In this section, excerpted from chapter 68, “Finding the Means,” Kuyper is exploring the question of how the fruit of common grace comes to expression in the world. In the standard Reformed understanding, baptism and communion are confessed to be the “means” of special grace. But what are the “means” of common grace? Here Kuyper points particularly to the role that human action has been given in God’s ordination of the means of common grace. Human reason, will, intelligence, creativity, curiosity, and desire all are part of how God has deigned to discover and dispense the fruits of common grace.
As Kuyper puts it,
Far from passively sitting on one’s hands, godliness would seem to consist in the fact that God has placed upon us the obligation of unremitting activity in the use of means.
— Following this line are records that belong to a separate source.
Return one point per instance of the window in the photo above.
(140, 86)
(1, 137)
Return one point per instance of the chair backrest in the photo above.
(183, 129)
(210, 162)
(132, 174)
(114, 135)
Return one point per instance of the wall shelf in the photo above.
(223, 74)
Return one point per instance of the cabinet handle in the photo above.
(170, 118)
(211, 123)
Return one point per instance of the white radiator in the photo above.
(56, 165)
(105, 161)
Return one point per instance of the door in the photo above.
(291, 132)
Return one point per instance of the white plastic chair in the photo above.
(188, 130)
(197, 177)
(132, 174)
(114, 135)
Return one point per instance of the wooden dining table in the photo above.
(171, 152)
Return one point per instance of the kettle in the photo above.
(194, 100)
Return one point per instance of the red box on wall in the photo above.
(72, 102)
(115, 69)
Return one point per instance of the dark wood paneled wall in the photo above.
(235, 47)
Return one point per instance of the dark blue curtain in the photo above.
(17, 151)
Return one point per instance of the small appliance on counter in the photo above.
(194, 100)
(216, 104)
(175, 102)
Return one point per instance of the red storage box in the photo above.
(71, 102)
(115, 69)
Common grace is God’s gracious arrangement to temper sin and misery in their deadly effect, and every human being—whether young or old, weak or strong, rich or poor—is called upon to make his or her personal contribution to that tempering of sin and misery.
This responsibility, moreover, is a common calling for everyone, regardless of station or occupation. “Everyone has to participate in this,” writes Kuyper. “All persons, without distinction, must put forth effort in this. In fact, every bit of life’s energy must be applied to this.”
For more on how human discovery and invention relate to common grace, read the Acton Commentary. And for more on volume 2 of Common Grace, you can read an excerpt from the new editors’ introduction at Public Discourse, “Common Grace, Natural Law, and the Social Order.”
Volume 3 of the common grace trilogy will be out next year, and the 12 volume series will conclude in 2020 as well. Next year marks the centennial of Kuyper’s death and the series will conclude with Common Grace, volume 3, On Business and Economics, and On Charity and Justice.